The government this weekend confirmed plans to revoke statutory animal welfare codes and move to industry-led guidance. The chicken code will be the first to be revoked and replaced with industry-led guidance on 27 April, followed by codes for other livestock sectors.
Although there will be no changes to animal welfare legislation or the penalties that apply for mistreating animals, campaign groups have warned giving industry free rein to determine guidance on how to comply with laws would “dilute” standards and lead to fewer prosecutions for animal cruelty.
But the British Poultry Council insisted it had protected the “integrity” of the code, and claimed the new chicken guidance would provide just as good, if not better, protection for UK birds.

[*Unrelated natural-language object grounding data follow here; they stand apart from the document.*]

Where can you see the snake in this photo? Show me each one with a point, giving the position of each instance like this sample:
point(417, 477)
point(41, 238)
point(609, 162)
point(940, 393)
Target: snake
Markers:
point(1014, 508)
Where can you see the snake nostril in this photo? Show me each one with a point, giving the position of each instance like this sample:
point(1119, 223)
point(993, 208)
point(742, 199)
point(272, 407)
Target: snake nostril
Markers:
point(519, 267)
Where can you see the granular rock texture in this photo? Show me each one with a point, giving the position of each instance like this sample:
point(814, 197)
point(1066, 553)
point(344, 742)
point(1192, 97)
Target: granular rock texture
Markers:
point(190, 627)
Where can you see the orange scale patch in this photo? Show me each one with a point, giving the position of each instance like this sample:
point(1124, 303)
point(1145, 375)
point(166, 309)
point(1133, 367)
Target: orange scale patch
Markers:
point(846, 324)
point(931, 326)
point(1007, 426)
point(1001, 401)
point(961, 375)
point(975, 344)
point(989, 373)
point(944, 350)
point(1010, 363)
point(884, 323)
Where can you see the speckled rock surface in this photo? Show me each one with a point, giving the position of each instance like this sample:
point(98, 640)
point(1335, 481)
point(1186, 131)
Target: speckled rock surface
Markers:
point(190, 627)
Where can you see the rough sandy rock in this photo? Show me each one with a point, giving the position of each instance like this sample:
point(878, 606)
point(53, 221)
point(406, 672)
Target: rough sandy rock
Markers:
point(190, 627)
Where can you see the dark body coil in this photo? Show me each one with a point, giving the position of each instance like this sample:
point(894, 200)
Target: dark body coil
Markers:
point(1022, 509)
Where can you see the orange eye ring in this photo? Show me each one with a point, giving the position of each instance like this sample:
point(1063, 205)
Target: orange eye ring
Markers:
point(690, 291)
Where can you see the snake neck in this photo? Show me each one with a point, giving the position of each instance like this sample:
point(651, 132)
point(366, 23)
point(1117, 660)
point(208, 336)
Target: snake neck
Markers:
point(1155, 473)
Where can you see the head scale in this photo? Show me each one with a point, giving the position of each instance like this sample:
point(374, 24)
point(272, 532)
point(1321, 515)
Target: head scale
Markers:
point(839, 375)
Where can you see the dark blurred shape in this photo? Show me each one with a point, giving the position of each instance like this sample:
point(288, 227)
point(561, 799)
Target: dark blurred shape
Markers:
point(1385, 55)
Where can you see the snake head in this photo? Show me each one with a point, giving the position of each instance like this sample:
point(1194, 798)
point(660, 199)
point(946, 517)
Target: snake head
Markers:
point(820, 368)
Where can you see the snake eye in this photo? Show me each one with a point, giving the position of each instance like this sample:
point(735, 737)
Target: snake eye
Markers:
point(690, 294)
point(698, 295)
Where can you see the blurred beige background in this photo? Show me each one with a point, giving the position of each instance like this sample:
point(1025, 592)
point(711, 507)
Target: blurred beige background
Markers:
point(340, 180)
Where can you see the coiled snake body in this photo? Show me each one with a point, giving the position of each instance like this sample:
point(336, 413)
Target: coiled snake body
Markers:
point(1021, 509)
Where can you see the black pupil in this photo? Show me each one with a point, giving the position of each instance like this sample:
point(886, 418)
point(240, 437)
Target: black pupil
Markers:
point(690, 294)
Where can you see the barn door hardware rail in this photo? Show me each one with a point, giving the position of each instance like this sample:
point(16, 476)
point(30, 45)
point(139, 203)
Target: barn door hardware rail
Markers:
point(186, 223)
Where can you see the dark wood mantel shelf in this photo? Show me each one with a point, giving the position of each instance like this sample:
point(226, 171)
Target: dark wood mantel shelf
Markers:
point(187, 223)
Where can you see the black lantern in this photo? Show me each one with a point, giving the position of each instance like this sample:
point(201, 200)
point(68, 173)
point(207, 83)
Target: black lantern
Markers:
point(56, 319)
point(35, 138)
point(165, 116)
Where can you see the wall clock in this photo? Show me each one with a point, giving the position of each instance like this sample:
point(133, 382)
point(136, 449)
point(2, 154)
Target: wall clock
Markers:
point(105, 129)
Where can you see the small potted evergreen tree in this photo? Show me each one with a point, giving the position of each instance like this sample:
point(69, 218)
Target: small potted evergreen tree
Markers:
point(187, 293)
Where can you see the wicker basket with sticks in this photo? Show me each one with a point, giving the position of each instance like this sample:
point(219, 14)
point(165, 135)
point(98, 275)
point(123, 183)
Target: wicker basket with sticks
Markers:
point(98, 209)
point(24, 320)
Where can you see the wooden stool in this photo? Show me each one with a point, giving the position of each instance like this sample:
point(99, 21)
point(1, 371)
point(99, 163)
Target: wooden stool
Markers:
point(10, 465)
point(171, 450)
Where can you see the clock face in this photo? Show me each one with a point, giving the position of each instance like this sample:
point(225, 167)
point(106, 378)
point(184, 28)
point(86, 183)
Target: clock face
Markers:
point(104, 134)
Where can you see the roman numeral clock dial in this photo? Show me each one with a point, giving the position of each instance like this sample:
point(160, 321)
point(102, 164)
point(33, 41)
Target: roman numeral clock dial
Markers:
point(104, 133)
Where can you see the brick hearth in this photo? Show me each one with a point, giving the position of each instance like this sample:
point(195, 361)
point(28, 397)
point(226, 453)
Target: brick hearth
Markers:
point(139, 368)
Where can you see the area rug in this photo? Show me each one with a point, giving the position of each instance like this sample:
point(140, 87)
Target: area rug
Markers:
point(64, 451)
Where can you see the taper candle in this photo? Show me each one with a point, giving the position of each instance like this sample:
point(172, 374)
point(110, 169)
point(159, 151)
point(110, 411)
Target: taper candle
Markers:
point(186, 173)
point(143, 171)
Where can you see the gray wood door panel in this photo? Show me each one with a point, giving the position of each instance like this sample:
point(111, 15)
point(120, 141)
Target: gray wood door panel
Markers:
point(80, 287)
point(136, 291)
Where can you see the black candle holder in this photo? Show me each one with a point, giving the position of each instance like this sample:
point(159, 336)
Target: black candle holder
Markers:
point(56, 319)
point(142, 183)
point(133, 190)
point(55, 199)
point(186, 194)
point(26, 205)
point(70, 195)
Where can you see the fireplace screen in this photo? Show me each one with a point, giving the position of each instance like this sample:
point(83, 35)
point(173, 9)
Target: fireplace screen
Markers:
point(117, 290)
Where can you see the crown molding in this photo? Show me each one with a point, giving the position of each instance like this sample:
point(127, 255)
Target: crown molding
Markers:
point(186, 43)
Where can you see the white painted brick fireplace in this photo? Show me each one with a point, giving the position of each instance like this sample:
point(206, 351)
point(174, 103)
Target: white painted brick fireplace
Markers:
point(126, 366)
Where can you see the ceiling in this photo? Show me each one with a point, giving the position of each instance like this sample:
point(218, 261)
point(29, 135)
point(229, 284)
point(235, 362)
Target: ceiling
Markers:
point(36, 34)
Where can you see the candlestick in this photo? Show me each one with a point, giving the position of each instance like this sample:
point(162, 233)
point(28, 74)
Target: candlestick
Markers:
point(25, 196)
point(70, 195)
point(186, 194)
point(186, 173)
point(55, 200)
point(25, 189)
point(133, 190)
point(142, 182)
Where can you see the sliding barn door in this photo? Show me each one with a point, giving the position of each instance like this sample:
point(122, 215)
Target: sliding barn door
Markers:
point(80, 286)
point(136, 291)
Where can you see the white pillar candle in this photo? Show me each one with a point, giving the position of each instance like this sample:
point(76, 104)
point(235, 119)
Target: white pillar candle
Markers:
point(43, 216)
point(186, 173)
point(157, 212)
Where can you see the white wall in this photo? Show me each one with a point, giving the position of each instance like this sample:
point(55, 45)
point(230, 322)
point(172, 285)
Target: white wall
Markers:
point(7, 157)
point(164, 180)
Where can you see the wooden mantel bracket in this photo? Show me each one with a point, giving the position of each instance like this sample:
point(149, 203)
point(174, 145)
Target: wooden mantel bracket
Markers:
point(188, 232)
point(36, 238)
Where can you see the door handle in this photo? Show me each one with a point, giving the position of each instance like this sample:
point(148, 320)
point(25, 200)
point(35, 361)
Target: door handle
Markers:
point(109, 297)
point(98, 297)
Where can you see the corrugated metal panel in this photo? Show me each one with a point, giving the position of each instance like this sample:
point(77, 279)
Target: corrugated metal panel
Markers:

“This move towards expert-led guidance will ensure that welfare is, and will continue to be, paramount in livestock production,” BPC chairman John Reed told The Grocer.
“We have strengthened and updated the code using scientific evidence. As always, we will continue to work with Defra and other stakeholders to keep this under review as knowledge and understanding of welfare develop.”
Reed pointed out Defra lacked the resources to review a large number of the now “outdated” statutory codes itself, and said the new chicken guidance had been produced at a “significant” cost to industry.
Organisations had had the opportunity to comment on the new guidance during a Defra consultation on the welfare code reform, and the Farm Animal Welfare Committee was “satisfied” with its content, he added.